Avec la pandémie, la gratuité des produits culturels – livres, films ou concerts – s’est répandue. Mais cette entorse à la propriété intellectuelle n’est pas sans danger pour un secteur déjà fragile, a averti mardi l’ONU.
Cet avertissement, lancé par l’Organisation mondiale de la propriété intellectuelle (OMPI), intervient alors qu’entre en vigueur un nouveau traité conclu en 2012 et visant à protéger les droits des travailleurs de l’audiovisuel et à améliorer leurs revenus.
Ces nouveaux droits vont permettre d’augmenter les paiements liés à la retransmission, au moment même où de nombreuses productions sont à l’arrêt en raison de la pandémie de Covid-19. « Il est difficile de quantifier les conséquences sur le moment, mais le secteur est en détresse », avec de nombreuses personnes privées de ressources, a affirmé le directeur général de l’OMPI, Francis Gurry, faisant valoir par exemple que des centaines de personnes sont habituellement impliquées dans la production d’un seul film.
« Le moment ne saurait être mieux choisi pour accroître le montant – et la prévisibilité – des revenus des artistes interprètes ou exécutants de l’audiovisuel, tandis que la pandémie de Covid-19 perturbe l’activité économique » du secteur, a-t-il relevé. Malgré l’adoption de ce traité, le patron de l’OMPI ne cache pas son inquiétude face à la situation actuelle de la branche économique de la culture.
Une gratuité pas justifiée
Les gouvernements doivent se préoccuper de la santé de leurs concitoyens, a reconnu Francis Gurry, mais ne pas non plus oublier de soutenir le secteur de la culture, qui est « fondamental pour la santé mentale » des personnes confinées, a-t-il affirmé.
Il s’inquiète aussi des nombreuses « exceptions » à la propriété intellectuelle demandées durant la pandémie « sans regard pour le droit d’auteur ». Les systèmes de propriété intellectuelle prévues par l’OMPI comptent en effet des exceptions et limitations dans le secteur de la culture et de la création, qui facilitent l’accès aux livres, publications et autres contenus créatifs dans certaines circonstances et à certaines conditions.
Durant la pandémie, des musées, opéras ou maisons d’édition ont mis gratuitement à disposition certains de leurs produits, arguant de la spécificité de la situation, mais Francis Gurry a appelé à rester prudent. « Pour casser un droit d’auteur, il faut démontrer qu’il y a un besoin spécial », a-t-il insisté, cette gratuité ayant aussi pour effet de réduire les revenus du secteur, et par ricochet des professionnels de la culture.

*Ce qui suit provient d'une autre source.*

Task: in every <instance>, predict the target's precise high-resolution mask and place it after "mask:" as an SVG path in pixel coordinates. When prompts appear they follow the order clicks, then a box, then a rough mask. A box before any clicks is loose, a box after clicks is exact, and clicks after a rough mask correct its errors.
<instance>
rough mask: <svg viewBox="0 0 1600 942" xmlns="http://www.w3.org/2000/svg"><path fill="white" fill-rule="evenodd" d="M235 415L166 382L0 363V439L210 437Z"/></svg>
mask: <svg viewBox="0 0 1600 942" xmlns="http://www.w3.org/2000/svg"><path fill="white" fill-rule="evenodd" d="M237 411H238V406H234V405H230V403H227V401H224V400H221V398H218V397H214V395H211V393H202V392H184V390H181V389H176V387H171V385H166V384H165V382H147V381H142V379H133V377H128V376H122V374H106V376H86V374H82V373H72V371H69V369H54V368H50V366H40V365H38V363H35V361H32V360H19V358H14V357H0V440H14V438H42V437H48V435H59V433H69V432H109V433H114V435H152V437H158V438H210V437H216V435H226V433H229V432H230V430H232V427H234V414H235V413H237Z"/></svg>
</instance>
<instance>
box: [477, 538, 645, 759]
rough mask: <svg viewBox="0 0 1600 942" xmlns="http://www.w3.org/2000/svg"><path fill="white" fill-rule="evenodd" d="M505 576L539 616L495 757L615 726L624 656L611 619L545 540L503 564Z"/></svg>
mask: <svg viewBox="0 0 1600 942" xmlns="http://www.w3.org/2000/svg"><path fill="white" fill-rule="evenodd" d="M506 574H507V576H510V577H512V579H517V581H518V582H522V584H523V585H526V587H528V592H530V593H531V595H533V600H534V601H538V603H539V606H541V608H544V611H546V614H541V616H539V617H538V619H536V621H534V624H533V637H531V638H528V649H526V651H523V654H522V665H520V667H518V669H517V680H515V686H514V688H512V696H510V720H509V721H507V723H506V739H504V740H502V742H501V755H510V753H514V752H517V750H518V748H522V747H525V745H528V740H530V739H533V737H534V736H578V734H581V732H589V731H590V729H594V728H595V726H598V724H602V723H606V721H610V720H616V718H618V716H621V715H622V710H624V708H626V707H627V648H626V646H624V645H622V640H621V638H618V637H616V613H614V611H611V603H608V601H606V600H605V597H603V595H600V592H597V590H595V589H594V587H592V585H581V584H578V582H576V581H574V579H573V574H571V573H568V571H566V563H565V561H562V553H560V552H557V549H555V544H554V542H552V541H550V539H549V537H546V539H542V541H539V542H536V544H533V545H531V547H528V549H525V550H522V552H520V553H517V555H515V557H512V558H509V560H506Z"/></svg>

Et dans le cas actuel, « je ne vois pas forcément l’évidence d’un problème d’accès aux contenus », a-t-il conclu, soulignant par exemple qu’il est toujours possible d’acheter des biens culturels, comme des livres, en ligne.
Le « traité de Pékin » est entré en vigueur mardi
Le « traité de Pékin sur les interprétations et exécutions audiovisuelles », entré en vigueur mardi, adapte à l’ère du numérique la protection des professionnels du secteur, encadrée par la Convention de Rome sur la protection des artistes de 1961. Dans la droite ligne d’un autre traité de l’OMPI, adopté en 1996 et ciblant les enregistrements sonores, le traité de Pékin accorde des droits moraux et économiques, y compris pour l’exploitation en ligne, aux artistes audiovisuels.
« Dans pas mal de pays, il n’existe aucune protection pour les comédiens. S’ils adhèrent au traité, ils seront obligés de mettre en place des droits pour les exécutants audiovisuels », comme les acteurs de télévision et de cinéma, a expliqué Francis Gurry. Le traité confère aux artistes audiovisuels des droits patrimoniaux (évaluables en argent) sur leurs interprétations, comme le droit de reproduction (droit d’autoriser la reproduction directe ou indirecte de l’interprétation) et le droit de distribution (droit d’autoriser la mise à la disposition du public de l’original et de copies de l’interprétation). Il prévoit aussi que les artistes jouissent de droits en matière de radiodiffusion et communication au public de leurs interprétations.
Le traité « offre un cadre de protection » pour les professionnels du secteur dont beaucoup passent d’un emploi à l’autre et vivent dans des conditions économiques précaires, a souligné Francis Gurry.